By- Dr. Dinesh Eshwar

With cases swelling across the world, causing WHO to promulgate the Monkeypox disease as public Health Emergency of International Concern. Countries gearing up to address the surging cases.. what do we know about the disease? Read on… to know more 

While the world was still recovering from the COVID trauma, monkeypox suddenly ended up adding the fuel to the fire. Adding to our dismay, the WHO Director-General declared the escalating global monkeypox outbreak a Public Health Emergency of International Concern (PHEIC) on the 23rd of July 2022.

However, unlike SARS coV-2 which caused the recent pandemic, the Monkeypox virus isn’t a novel one. Cases of this disease were first identified in the Democratic republic of Congo in 1970. Outbreaks have been reported since then in and outside of Africa. Monkeypox is a zoonotic disease implying caused by the virus belonging to Poxviridae family, the same family as smallpox. Astonishingly, this raises questions as to why the virus couldn’t cause worldwide outbreaks so far. One of the reasons could be that the vaccination against smallpox was found to be 85% effective in preventing Monkeypox indicating cross immunity. Routine Smallpox vaccination activities were stopped by many countries 40 years ago for the reason that smallpox was eradicated. This stirred up the emergence of cases of Monkeypox. 

Monkeypox is almost indistinguishable from smallpox. Although, Monkeypox (CFR=11%) is not as infective & fatal as compared to smallpox (CFR =30%), however, the potential of the Monkeypox virus to cause a pandemic is unclear. The epidemiological factors of the disease are ambiguous and need vigorous investigation. This disease is infective to monkeys, and squirrels, thus, rightly called Monkeypox. 

The disease is mainly contracted when in contact with respiratory secretions, contaminated objects, and skin lesions of the infected. Zoonotic transmission though not common is possible. Close Physical contact is the most established route of transmission. Since 99% diagnosed cases are from homosexuals, the sexual route may also be seen as a mode but it’s still unclear whether it’s the physical contact that is causing the disease or the sexual intercourse. 

Symptoms can last for 2 to 4 weeks similar to smallpox but are clinically less severe in Monkeypox and may include: Fever, Skin rash, Headache, Muscle aches and backaches, Chills, Fatigue, and Swollen lymph nodes. Severe cases of Monkeypox have been seen in children because of fatal complications such as encephalitis, sepsis, bronchopneumonia.  The majority of the cases are self-limiting and do not require hospitalization provided there are co-morbid conditions. Monkeypox like measles, chickenpox, and smallpox is a RASH illness but LYMPHADENOPATHY is distinctively seen in Monkeypox only. Intense Headache, Myalgia, and Asthenia are common in the first 5 days of the illness. Skin eruptions start 3 days after the fever.

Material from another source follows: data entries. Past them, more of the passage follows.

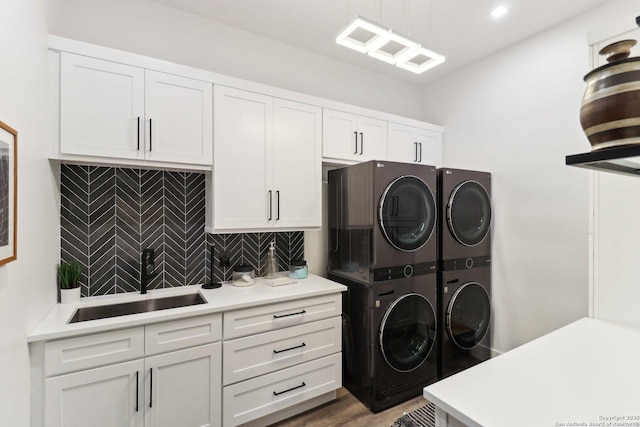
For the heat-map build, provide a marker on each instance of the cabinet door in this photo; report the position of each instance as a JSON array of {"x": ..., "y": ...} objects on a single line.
[
  {"x": 403, "y": 144},
  {"x": 340, "y": 138},
  {"x": 101, "y": 105},
  {"x": 184, "y": 388},
  {"x": 242, "y": 181},
  {"x": 372, "y": 134},
  {"x": 103, "y": 397},
  {"x": 297, "y": 164},
  {"x": 179, "y": 115},
  {"x": 430, "y": 147},
  {"x": 409, "y": 144}
]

The rash is concentrated initially on the face & extremities and progresses later to other body parts. Rash evolves to form macules, papules, and pustules healing eventually forming a crust that falls off. 

The critical step in a newly encountered disease is the objective identification of the disease because there are not available diagnostic modalities. No rapid tests have been developed as of now but PCR of the fluid from skin lesions remains the gold standard. Serological detection methods don’t provide monkey pox specific confirmation because of cross-reactivity with orthopoxviruses and false negative results in patients vaccinated with vaccinia-based preparations. Tecovirimat an anti-viral agent developed against smallpox is presently approved by EMA (European Medicines Agency) for treating Small pox.   

So, now the most important question is how do we contain this disease or prevent the spread?? 

Some of the measures include:

Human-to-human transmission can be avoided by preventing physical contact. Unprotected contact with animals should be avoided.Last but not the least, one must keep washing your hand regularly with soap and water and maintain adequate personal hygiene. There’s no denying as to the vast degree of grey area with respect to the emergence of monkeypox, therefore, it’s time for us to remind ourselves of the so-called cliché proverb “PREVENTION IS BETTER THAN CURE!”